Aljoya residents also support Thornton Creek Restoration. Furthermore, they serve as docents, and provide educational tours, talks, and take-home information to their north Seattle neighbors.
Ida Culver House Broadview
Summer can be hard for children in low income households. And, these kids often depend on schools for breakfast and lunch. The staff at Ida Culver House Broadview organizes food, and school supplies drives each summer in partnership with the Seattle Public Schools. Resident volunteers organize, and stuff backpacks before school begins.
Ida Culver House Ravenna
Ida Culver Ravenna residents partner with three near-by groups. Residents help Westside Baby by knitting blankets, and sorting through donated clothing. Young neighbors from St. Bridget’s Assumption school visit often help with reading, and school projects. Residents also volunteer at the University District Food Bank.
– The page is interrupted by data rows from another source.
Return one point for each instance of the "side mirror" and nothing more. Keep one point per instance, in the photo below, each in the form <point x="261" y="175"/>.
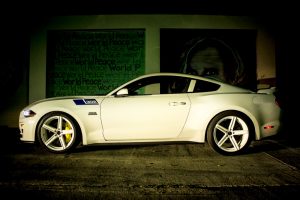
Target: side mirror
<point x="122" y="92"/>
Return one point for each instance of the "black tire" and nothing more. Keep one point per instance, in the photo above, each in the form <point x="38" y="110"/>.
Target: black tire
<point x="58" y="133"/>
<point x="230" y="133"/>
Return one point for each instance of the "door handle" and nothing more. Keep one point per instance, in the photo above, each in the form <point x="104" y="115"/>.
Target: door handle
<point x="174" y="103"/>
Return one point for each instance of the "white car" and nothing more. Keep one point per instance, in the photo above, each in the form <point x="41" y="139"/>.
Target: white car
<point x="159" y="107"/>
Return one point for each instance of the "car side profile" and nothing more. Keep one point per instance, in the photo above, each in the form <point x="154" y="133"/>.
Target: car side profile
<point x="158" y="107"/>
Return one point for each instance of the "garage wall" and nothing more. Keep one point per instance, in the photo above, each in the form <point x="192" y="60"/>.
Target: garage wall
<point x="152" y="24"/>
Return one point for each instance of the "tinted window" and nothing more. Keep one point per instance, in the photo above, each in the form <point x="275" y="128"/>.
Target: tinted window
<point x="204" y="86"/>
<point x="159" y="85"/>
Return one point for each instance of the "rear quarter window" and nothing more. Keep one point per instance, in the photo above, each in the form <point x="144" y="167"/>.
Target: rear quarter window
<point x="204" y="86"/>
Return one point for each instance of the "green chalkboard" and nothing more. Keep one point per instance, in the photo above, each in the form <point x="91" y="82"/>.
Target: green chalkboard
<point x="92" y="62"/>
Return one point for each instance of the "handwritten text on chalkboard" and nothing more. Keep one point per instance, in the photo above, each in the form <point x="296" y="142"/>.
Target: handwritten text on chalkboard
<point x="90" y="62"/>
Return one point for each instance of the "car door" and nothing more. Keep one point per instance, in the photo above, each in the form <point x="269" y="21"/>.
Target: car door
<point x="150" y="116"/>
<point x="144" y="117"/>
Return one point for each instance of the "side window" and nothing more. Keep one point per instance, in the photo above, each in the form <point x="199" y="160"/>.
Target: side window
<point x="159" y="85"/>
<point x="204" y="86"/>
<point x="178" y="85"/>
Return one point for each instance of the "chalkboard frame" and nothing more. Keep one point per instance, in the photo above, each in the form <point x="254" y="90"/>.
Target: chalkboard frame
<point x="92" y="61"/>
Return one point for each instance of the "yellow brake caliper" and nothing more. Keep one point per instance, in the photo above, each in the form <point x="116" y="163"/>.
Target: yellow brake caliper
<point x="68" y="136"/>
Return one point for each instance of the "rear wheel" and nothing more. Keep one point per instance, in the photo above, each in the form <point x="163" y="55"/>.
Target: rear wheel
<point x="229" y="133"/>
<point x="58" y="132"/>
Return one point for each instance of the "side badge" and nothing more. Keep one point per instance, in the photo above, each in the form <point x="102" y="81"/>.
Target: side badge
<point x="85" y="101"/>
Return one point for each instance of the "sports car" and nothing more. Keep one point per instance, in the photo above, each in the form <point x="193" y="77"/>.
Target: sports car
<point x="157" y="107"/>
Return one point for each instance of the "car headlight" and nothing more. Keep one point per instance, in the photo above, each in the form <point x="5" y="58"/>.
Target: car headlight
<point x="28" y="113"/>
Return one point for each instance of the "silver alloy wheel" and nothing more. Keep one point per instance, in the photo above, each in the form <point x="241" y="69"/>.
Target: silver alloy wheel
<point x="231" y="133"/>
<point x="57" y="133"/>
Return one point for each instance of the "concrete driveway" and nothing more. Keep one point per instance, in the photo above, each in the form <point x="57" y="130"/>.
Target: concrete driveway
<point x="270" y="170"/>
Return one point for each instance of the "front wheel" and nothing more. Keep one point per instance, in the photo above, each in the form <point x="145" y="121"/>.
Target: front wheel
<point x="229" y="133"/>
<point x="58" y="133"/>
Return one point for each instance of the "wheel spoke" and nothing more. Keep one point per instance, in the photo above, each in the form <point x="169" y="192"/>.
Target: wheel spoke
<point x="223" y="139"/>
<point x="240" y="132"/>
<point x="65" y="132"/>
<point x="62" y="142"/>
<point x="49" y="128"/>
<point x="232" y="123"/>
<point x="59" y="123"/>
<point x="234" y="143"/>
<point x="51" y="139"/>
<point x="222" y="129"/>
The Gardens at Town Square
An all-star group of knitters, who call themselves the Knit Wits, began making blankets, shawls, hats and scarves for homeless women and children a decade ago. Their circle has grown. Today, they knit 500 items per year. The knitted items are given to homeless people who seek food, and shelter at Mary’s Place, Hopelink, LifeWire, The Sophia Way, and Aurora Commons. Also, residents volunteer with Bellevue Public Schools, through Master Gardeners, and with Seattle Humane Society.
Caring for neighbors makes us good neighbors. When residents at The Lakeshore learned the near-by fire station lacked supplies they decided to help out. Every month, residents at The Lakeshore produce a fundraising event for King County Fire and Rescue. And, they have funded everything from aid car supplies to a lifesaving raft.
University House Issaquah
Poverty is not the first word that comes to mind when most of us think of the Eastside. Yet, the Issaquah Food & Clothing Bank serves thousands of families, children, and older adults. Volunteers from University House Issaquah help by organizing and packing food, serving meals, and fundraising to support this valuable community resource. Similarly, many residents volunteer with Eastside Baby Corner. Eastside Baby Corner ensures that babies begin life with adequate food, clothing, beds, and safety equipment.
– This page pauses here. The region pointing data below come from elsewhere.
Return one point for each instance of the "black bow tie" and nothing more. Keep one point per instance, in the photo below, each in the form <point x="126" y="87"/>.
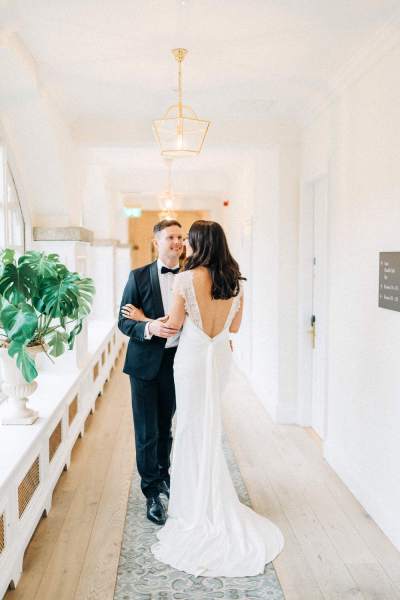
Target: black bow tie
<point x="166" y="270"/>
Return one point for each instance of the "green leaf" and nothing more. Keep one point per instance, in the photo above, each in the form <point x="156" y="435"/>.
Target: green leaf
<point x="42" y="264"/>
<point x="60" y="296"/>
<point x="86" y="291"/>
<point x="17" y="283"/>
<point x="57" y="341"/>
<point x="19" y="322"/>
<point x="7" y="256"/>
<point x="25" y="361"/>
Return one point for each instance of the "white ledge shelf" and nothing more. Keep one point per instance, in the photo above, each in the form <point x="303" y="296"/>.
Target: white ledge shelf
<point x="32" y="457"/>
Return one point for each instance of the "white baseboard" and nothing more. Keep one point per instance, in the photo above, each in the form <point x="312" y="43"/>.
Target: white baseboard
<point x="367" y="497"/>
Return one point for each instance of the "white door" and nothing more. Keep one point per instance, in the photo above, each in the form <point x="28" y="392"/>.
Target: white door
<point x="318" y="317"/>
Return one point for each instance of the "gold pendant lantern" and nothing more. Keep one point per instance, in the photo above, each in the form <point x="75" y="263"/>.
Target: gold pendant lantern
<point x="180" y="133"/>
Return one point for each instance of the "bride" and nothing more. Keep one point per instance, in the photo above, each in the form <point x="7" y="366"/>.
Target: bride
<point x="209" y="532"/>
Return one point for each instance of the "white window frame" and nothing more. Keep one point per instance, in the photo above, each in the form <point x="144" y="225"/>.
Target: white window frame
<point x="7" y="182"/>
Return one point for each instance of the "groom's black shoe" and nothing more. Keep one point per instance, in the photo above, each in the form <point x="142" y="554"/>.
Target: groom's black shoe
<point x="155" y="510"/>
<point x="163" y="488"/>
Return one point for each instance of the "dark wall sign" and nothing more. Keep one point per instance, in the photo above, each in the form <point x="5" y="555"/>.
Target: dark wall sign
<point x="389" y="280"/>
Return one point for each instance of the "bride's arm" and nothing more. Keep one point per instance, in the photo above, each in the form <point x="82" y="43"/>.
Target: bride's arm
<point x="237" y="319"/>
<point x="129" y="311"/>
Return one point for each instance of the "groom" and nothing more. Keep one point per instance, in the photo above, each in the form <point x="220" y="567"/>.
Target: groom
<point x="149" y="363"/>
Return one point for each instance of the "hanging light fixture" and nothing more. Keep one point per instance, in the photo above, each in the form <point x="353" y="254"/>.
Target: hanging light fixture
<point x="180" y="133"/>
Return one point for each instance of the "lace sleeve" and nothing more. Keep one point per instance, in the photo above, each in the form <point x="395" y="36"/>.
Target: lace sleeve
<point x="179" y="285"/>
<point x="183" y="285"/>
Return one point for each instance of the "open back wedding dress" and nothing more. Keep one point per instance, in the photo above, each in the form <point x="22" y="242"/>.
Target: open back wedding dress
<point x="209" y="532"/>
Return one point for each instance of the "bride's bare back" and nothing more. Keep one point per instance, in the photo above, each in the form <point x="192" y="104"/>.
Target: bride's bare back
<point x="193" y="295"/>
<point x="213" y="313"/>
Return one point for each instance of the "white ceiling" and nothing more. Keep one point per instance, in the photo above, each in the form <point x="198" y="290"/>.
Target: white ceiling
<point x="108" y="66"/>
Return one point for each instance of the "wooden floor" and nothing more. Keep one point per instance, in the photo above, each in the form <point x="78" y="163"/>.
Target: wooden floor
<point x="333" y="549"/>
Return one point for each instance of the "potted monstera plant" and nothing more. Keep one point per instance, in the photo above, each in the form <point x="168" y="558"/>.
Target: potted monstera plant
<point x="42" y="308"/>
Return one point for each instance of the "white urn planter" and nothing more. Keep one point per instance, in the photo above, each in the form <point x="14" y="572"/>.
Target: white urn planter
<point x="17" y="390"/>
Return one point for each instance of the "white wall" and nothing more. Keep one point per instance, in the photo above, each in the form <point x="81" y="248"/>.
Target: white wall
<point x="44" y="158"/>
<point x="357" y="142"/>
<point x="262" y="224"/>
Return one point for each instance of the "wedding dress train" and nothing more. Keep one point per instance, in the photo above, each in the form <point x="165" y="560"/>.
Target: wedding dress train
<point x="209" y="532"/>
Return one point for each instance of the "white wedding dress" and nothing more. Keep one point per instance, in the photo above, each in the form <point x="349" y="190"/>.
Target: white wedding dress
<point x="209" y="532"/>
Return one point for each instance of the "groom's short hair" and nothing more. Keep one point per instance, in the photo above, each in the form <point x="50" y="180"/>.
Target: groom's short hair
<point x="164" y="224"/>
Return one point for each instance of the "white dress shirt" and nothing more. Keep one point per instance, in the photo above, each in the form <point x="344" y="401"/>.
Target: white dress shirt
<point x="166" y="286"/>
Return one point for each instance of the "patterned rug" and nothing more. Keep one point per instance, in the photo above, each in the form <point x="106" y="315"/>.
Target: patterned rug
<point x="141" y="577"/>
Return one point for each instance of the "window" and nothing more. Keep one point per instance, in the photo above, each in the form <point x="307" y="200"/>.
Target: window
<point x="12" y="225"/>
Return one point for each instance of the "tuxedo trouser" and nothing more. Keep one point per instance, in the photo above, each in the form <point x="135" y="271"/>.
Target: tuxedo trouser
<point x="153" y="406"/>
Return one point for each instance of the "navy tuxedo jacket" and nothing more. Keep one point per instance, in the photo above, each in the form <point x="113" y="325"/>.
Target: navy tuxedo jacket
<point x="143" y="357"/>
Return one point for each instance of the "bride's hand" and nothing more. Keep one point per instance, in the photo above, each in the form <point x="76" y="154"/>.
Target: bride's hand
<point x="132" y="312"/>
<point x="163" y="319"/>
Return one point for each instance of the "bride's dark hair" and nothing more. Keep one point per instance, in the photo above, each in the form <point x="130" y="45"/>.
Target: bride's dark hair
<point x="210" y="249"/>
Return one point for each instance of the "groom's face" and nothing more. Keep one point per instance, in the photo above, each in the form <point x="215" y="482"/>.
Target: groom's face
<point x="169" y="243"/>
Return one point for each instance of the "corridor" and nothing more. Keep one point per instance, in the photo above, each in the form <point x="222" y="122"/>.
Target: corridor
<point x="333" y="549"/>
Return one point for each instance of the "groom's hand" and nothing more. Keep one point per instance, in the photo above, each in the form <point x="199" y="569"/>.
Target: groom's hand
<point x="159" y="328"/>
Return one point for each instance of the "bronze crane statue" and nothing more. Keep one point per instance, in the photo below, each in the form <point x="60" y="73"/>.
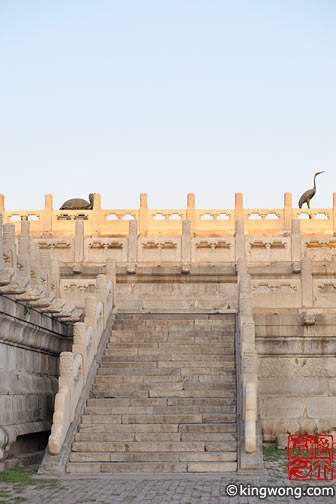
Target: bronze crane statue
<point x="308" y="195"/>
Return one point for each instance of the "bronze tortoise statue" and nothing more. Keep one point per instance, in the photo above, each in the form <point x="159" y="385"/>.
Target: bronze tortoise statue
<point x="78" y="204"/>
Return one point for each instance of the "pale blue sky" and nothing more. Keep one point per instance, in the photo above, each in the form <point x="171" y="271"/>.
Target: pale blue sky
<point x="167" y="97"/>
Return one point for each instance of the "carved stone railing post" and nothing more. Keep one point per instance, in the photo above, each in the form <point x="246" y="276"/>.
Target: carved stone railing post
<point x="46" y="269"/>
<point x="47" y="215"/>
<point x="79" y="241"/>
<point x="96" y="214"/>
<point x="101" y="293"/>
<point x="186" y="242"/>
<point x="24" y="252"/>
<point x="247" y="368"/>
<point x="80" y="345"/>
<point x="1" y="245"/>
<point x="296" y="241"/>
<point x="240" y="240"/>
<point x="9" y="246"/>
<point x="66" y="373"/>
<point x="143" y="215"/>
<point x="288" y="211"/>
<point x="111" y="273"/>
<point x="306" y="283"/>
<point x="132" y="242"/>
<point x="55" y="276"/>
<point x="239" y="214"/>
<point x="35" y="263"/>
<point x="91" y="318"/>
<point x="191" y="211"/>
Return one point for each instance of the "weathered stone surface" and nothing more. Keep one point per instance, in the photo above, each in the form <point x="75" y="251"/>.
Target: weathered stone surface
<point x="180" y="420"/>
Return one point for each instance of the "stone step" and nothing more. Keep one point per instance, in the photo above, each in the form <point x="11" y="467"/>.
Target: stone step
<point x="152" y="467"/>
<point x="174" y="324"/>
<point x="176" y="316"/>
<point x="169" y="383"/>
<point x="177" y="376"/>
<point x="163" y="399"/>
<point x="142" y="437"/>
<point x="139" y="437"/>
<point x="154" y="369"/>
<point x="157" y="410"/>
<point x="163" y="392"/>
<point x="154" y="428"/>
<point x="183" y="418"/>
<point x="125" y="357"/>
<point x="143" y="348"/>
<point x="179" y="339"/>
<point x="111" y="403"/>
<point x="164" y="446"/>
<point x="126" y="428"/>
<point x="153" y="457"/>
<point x="142" y="332"/>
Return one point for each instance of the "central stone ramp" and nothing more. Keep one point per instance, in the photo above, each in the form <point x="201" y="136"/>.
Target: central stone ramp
<point x="164" y="398"/>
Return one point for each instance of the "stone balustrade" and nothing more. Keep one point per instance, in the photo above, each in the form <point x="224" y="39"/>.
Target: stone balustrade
<point x="247" y="365"/>
<point x="75" y="365"/>
<point x="97" y="222"/>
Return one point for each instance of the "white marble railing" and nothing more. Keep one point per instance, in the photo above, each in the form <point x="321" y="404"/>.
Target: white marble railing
<point x="75" y="365"/>
<point x="247" y="360"/>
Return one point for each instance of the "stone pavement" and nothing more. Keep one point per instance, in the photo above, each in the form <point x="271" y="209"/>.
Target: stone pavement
<point x="153" y="489"/>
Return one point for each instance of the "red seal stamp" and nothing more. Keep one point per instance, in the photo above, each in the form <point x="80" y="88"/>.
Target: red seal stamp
<point x="310" y="457"/>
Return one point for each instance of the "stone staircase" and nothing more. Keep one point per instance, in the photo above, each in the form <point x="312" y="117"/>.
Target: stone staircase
<point x="164" y="398"/>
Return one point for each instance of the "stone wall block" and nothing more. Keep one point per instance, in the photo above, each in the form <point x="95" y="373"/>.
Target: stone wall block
<point x="79" y="241"/>
<point x="296" y="241"/>
<point x="240" y="239"/>
<point x="186" y="241"/>
<point x="307" y="283"/>
<point x="132" y="241"/>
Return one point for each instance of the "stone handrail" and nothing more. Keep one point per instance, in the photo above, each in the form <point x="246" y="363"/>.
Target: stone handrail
<point x="75" y="365"/>
<point x="31" y="274"/>
<point x="48" y="222"/>
<point x="248" y="359"/>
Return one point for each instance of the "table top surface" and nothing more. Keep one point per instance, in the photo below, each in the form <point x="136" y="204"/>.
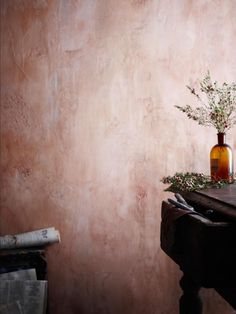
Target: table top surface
<point x="225" y="195"/>
<point x="221" y="200"/>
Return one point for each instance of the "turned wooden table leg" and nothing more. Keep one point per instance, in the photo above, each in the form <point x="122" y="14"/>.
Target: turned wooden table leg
<point x="190" y="302"/>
Volunteer Work Supports Good Health
Neuroscientists have proven that giving is a powerful pathway for creating more personal joy, and improving overall health. The brain releases, what scientists call, the happiness trifecta of dopamine, serotonin, and oxytocin when volunteers experience joy.
Additionally, these powerful neorochemicals have a positive affect on mood, sleep, appetite, even stress.
“For older adults social interaction is key to staying healthy, and enjoying life,” says Cliff Warner who directs the Thrive program for Era Living.“There are volunteer coordinators in every Era Living community. They make getting out, and volunteering easy for our residents. It’s a win-win.”